A transformação adquiriu densidade institucional. Redes antes restritas à dispensação de medicamentos converteram-se em portas de entrada para cuidados básicos. Um dos avanços mais eloquentes consiste na emissão de prescrições mediante formulários preenchidos pelo próprio paciente, sem videoconferência. O mecanismo opera de modo direto: um questionário estruturado recolhe sintomas, histórico e medicações em uso; um clínico avalia o conteúdo e, se o quadro corresponde aos protocolos, emite a prescrição.
A Giant Eagle, Frangolândia cearense em Pittsburg, tornou-se paradigma ao expandir, em 2024, o serviço de episodic care com a Sympify, startup especializada em triagens inteligentes. A plataforma permite solicitar tratamento para condições corriqueiras, infecções urinárias leves, conjuntivites, dermatites, rinites alérgicas, renovações simples, sem contato síncrono. O procedimento segue três passos:
- acesso ao portal e preenchimento do formulário;
- avaliação clínica segundo protocolos e limites de risco;
- emissão da prescrição, com retirada em loja ou entrega domiciliar.
Para as farmácias, o arranjo cria fidelização e receita estável. Para o paciente, reduz barreiras de acesso em regiões marcadas pela escassez de profissionais.
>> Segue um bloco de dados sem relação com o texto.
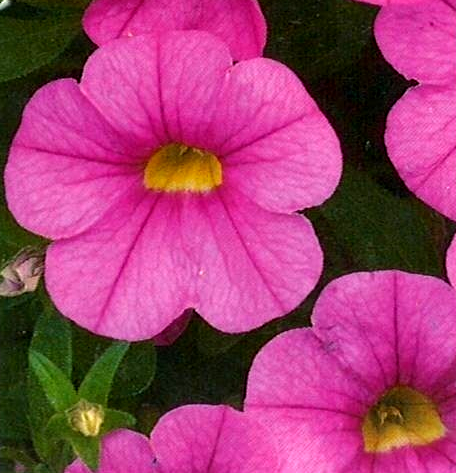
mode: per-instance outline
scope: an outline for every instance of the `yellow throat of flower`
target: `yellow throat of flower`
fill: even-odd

Pesquisadores de saúde pública, contudo, insistem em salvaguardas inegociáveis: padronização rigorosa, auditoria independente e encaminhamento obrigatório para atendimento presencial diante de qualquer indício de gravidade. A tendência confirma uma convergência estrutural entre varejo, triagem digital e cuidados primários.
A expansão da IA clínica baseada em formulários assíncronos devolve a interrogação inaugural deste texto: de que modo instaurar um regime tecnológico de cuidado sem dissolver a experiência vivida? Esses sistemas permitem que alguém com dor, da lombalgia abrupta à rinite que não cede, obtenha rapidamente o medicamento prescrito sem contato síncrono. A eficiência é evidente. O risco simbólico, igualmente. A IA opera por relevâncias programadas; o corpo, por relevâncias encarnadas. Entre ambas, estende-se o intervalo onde o cuidado efetivamente se decide.
Quando, e somente quando, esse modelo combinar precisão algorítmica, prudência clínica e uma escuta capaz de atravessar a mediação textual, a farmácia não será mero distribuidor automatizado de alívios rápidos, mas meio clínico capaz de articular tecnologia, juízo e humanidade. Nesse limiar se delineia a promessa: o dia em que a IA na Pague Menos, ou em qualquer outra rede, não apenas dispensar medicamentos, mas curar a dor sem reduzir o paciente a um conjunto de respostas.